Is the service caring?

People spoken with told us they were satisfied with the care and support they experienced from Highfield Scheme. They told us, 'It's okay' and 'It's nice I like it'. Relatives spoken with said, 'The care can't be faulted, they understand (my relative's) needs', 'It's the best care imaginable' and 'They treat people very well'.

People told us they were happy with the care workers. One person said they were 'Okay' and we observed some positive interactions between people using the service and staff. Relatives spoken with said:'They are like another family', 'They are all excellent' and 'We have always got on well with the staff'.

Care workers were seen to be attentive and respectful in their approaches when supporting people. However, we found there were some routines and practices that did not promote a person centred approach.

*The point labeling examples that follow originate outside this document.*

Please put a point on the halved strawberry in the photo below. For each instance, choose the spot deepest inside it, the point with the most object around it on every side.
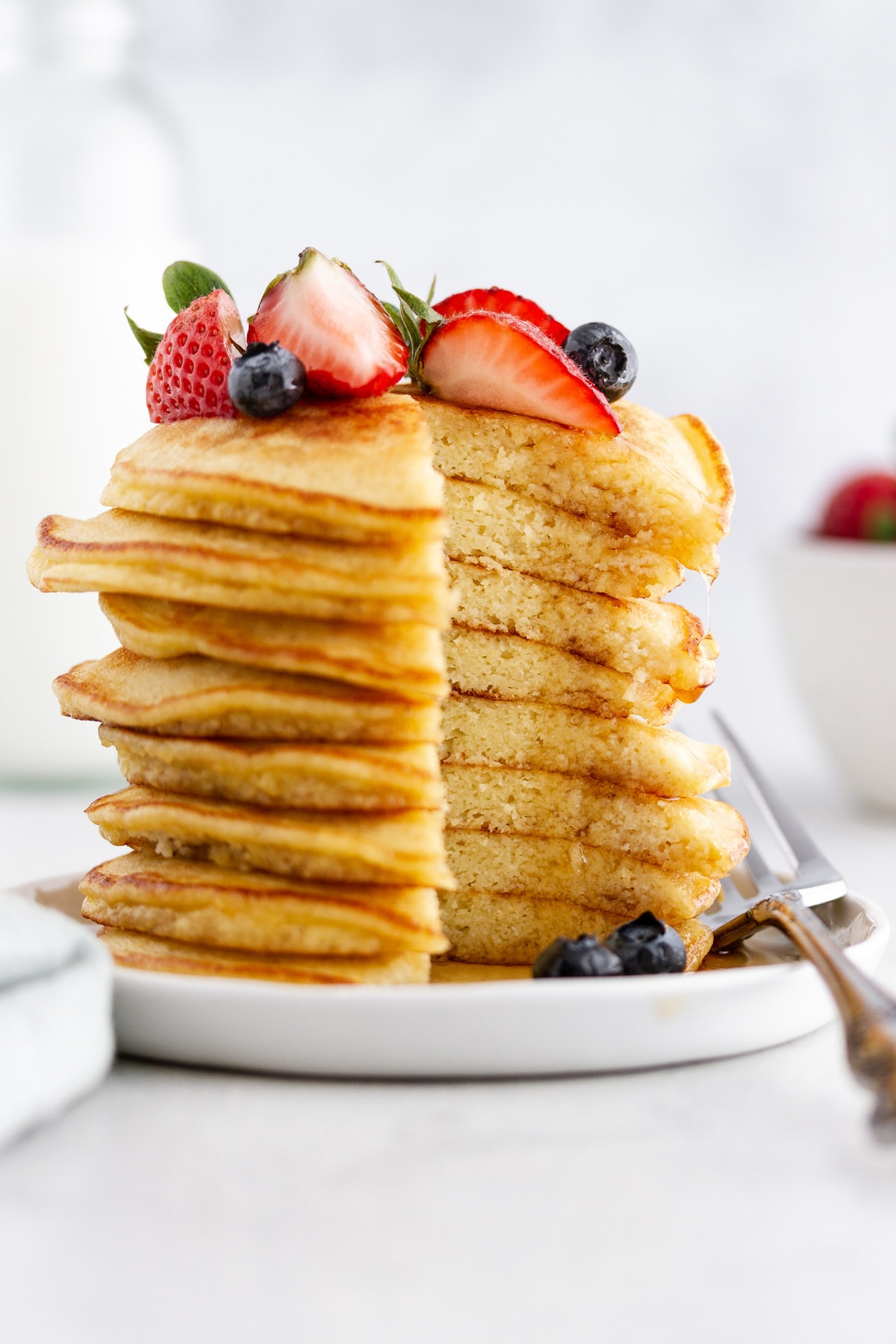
(500, 362)
(343, 335)
(193, 361)
(503, 302)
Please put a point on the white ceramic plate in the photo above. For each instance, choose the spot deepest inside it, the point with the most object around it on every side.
(485, 1030)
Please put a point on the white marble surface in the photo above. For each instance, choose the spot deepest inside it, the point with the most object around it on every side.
(191, 1204)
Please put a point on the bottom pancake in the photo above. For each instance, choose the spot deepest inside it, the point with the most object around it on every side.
(141, 952)
(494, 929)
(254, 912)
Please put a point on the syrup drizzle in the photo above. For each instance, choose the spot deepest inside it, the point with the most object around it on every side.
(709, 582)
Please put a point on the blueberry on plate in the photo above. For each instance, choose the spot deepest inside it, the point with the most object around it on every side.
(647, 947)
(605, 356)
(267, 381)
(583, 956)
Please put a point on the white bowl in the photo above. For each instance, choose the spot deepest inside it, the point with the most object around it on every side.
(837, 611)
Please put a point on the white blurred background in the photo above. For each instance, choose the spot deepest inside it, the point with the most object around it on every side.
(715, 179)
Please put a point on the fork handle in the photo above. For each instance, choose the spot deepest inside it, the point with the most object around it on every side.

Is the service responsive?

Some arrangements were in place to review people's needs and abilities. This meant their individual needs and choices should be considered and planned for.

Care workers spoken with were aware of the emergency procedures, including contacting health care services and reporting matters to the management team as needed.

Is the service well-led?

The service had a registered manager responsible for the day to day operation of the service. There was a team of office based managers. However, we found the management team structure, including designated roles and lines of accountability were unclear. Several staff spoken with described the managers as supportive and approachable. However, some considered there were unfair management practices. Some staff expressed a lack of confidence in managers appropriately acting upon concerns.

We found people were involved with decisions which affected them informally on a daily basis. People had been invited to complete satisfaction surveys for their views in the service.

There were some systems in place to assess and monitor how care and support was provided, and to monitor the quality of the service. However we found further checking systems and plans for development were needed.

10 October 2013

During a routine inspection

People told us they were satisfied with the care and support provided by Highfield Scheme Ltd. We spoke with five people who used the service.Two people made the following comments,'They help us with all sorts of things' and 'They do a good job'.

People were being involved as far as possible in planning and consenting to their care and support and were enabled to make decisions about matters which affected them.

People told us the support they received was good and that they had care plans describing how their support should be provided. We found some progress could be made with assessing risks, to show how choices and decisions had been made.

We found arrangements were in place to safely support people with their medicines. But to keep things safe, clearer records should be kept to confirm the actual support provided.

People told us they liked the staff who provided their support. We found the staffing arrangements ensured people received good care and support.

There were systems in place to help support people to make complaints and raise concerns.

17 May 2012

During a routine inspection

People using the service told us they were satisfied with the care and support they received from Highfield Scheme Limited, they told us, 'It's lovely' and 'I am happy with things'.

People considered they were treated with dignity and said their privacy was respected. They were supported to develop independence skills and to try new experiences.

They told us the care they received was good and that they had care plans, which explained their needs and how their support should be provided. People said they were getting support with healthcare needs, with regular check ups being arranged.

People told us they were involved in planning their care and support. They were enabled to make lifestyle choices and decisions about matters which affected them.

People had no concerns about their care and treatment; they said they felt safe with the staff. They told us they liked the staff.

People said they were consulted about the service; checks on various practices were being carried out.